The Toyota Group considers the use of hydrogen to be a powerful source of energy for the future. Toyota has launched the Mirai FCV, while also engaging in the technological and product development of FC buses, fuel cell forklifts, as well as stationary fuel cells for use in homes. Going forward, Toyota says it will accelerate developments in a unified manner, so as to contribute to the realization of a hydrogen-based society.
This is one of the way to launch competitive FC Buses and essential H2 stations. Would possibly be more practical than short range e-buses?
On board batteries could be changed for lighter more efficient Lithium?
Exended H2 stations could be shared with other FCEV users with priority for FC Buses?
Posted by: HarveyD | 24 February 2017 at 08:22 AM
"Would possibly be more practical than short range e-buses?"
Not unless you need more than 300 miles of range which you would not need except for long distance inter-city routes. Proterra ( https://www.proterra.com/ ) offers battery electric transit buses with up to 350 mile range and the total cost of ownership appears to be less than a diesel bus. Where is Japan going to get hydrogen? There are already short on power after they shut down most of their nuclear plants and have increased their consumption of coal.
Posted by: sd | 24 February 2017 at 10:01 AM
Instead of 6000 pounds of batteries they could have 1000 and a fuel cell fed with LH2.
Posted by: SJC | 25 February 2017 at 08:08 AM
Which one is more cost effective and which one has less pollution?
Posted by: sd | 26 February 2017 at 08:47 AM
The article and link are somewhat difficult to interpret.
We Know it has a drive battery and that it is N-mh it would seem it is this.
High-capacity external power supply system Maximum output 7.2 kW
Power supply amount 235 kWh
With a power supply capable of a 9 kW *3
*3Possible electric power varies depending on the performance of the power supply unit.
Motor Type AC synchronous
Maximum output 113 kW × 2 units
FC stack Name Toyota FC stack
Type Solid polymer electrolyte
**Maximum(*** continuous?) output 114 kW × 2 units
So a buffer of 1+1 kW of stack over motor rating and 7.2 kW
of battery boost for a total of 9.2 kW above motor rating.

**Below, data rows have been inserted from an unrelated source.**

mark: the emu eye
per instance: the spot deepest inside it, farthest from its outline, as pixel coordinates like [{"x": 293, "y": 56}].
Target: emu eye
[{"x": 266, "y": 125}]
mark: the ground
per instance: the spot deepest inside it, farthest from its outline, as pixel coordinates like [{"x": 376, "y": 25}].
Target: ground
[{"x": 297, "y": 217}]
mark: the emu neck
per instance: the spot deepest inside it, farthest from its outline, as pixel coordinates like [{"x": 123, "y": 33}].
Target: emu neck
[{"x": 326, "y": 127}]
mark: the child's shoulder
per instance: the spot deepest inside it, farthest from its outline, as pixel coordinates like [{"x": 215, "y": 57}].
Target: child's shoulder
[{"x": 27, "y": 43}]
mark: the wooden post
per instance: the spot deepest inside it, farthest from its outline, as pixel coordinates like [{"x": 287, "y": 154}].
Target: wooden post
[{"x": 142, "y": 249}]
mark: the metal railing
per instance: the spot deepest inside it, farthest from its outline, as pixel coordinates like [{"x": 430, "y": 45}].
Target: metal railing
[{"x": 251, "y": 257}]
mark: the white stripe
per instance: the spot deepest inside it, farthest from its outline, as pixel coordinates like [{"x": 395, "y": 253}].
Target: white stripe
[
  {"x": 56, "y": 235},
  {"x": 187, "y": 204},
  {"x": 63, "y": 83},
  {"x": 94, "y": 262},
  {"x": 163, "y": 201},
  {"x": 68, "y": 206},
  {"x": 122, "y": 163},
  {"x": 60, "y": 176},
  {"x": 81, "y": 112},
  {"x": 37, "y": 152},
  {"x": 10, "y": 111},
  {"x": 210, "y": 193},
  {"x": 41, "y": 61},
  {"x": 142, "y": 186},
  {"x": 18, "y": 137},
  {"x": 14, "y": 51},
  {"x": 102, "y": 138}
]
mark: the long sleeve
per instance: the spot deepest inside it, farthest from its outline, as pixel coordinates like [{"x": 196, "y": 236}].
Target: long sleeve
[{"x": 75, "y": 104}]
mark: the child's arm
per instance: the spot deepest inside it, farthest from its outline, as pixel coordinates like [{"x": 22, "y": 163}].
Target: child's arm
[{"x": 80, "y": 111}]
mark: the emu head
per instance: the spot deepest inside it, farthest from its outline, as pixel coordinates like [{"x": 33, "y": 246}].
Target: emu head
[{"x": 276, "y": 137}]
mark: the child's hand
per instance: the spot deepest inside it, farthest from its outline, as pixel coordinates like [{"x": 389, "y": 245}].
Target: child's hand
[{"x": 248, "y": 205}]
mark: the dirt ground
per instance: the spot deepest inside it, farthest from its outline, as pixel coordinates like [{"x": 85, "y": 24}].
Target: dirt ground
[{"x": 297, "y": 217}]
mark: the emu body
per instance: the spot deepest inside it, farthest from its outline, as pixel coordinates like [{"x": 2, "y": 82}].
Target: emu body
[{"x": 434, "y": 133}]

Sounds conservative 'copybook'or 'to the letter' for a well designed system.
It would be interesting to hear of lightweight body chassis and unconventional drive trains that will add to efficiency.

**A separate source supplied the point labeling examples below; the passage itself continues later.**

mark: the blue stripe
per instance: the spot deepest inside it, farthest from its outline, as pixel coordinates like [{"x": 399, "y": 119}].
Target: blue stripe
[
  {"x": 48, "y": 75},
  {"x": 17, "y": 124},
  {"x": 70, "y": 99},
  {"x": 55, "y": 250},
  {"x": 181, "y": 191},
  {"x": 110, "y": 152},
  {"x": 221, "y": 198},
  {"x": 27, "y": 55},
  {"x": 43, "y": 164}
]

While development costs are sometimes high, the payoffs accumulate quickly.
Posted by: Arnold | 26 February 2017 at 01:11 PM
Clean H2 will be produced (in the near future) with excess/surplus REs (Solar-Wind-Hydro etc) and stored in new up-to-date (site) containments.

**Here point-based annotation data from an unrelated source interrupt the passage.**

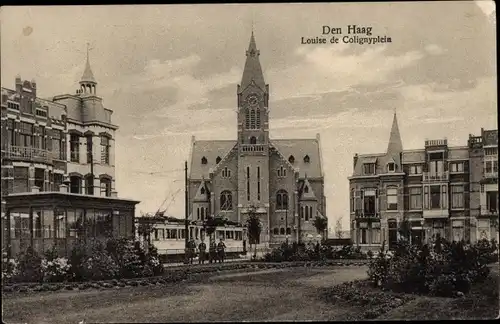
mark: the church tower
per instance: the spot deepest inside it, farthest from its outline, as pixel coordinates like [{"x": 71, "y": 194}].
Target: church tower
[
  {"x": 88, "y": 83},
  {"x": 253, "y": 136}
]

On board H2 containers/tanks will soon contain enough H2 for 500 to 800 Km high efficiency extended range FCEVs.
Posted by: HarveyD | 28 February 2017 at 02:52 PM
LH2 makes more sense, 10,000 psi H2 tanks can only be emptied and refilled a limited number of times before they become a safety hazard.
Posted by: SJC | 28 February 2017 at 07:42 PM
Near future (nanocellulose re-enforced fiber) H2 tanks will probably last as long if not longer than the FC vehicle?
Secondly, pressure could be lowered (to 80% or so) to extend duration while reducing range?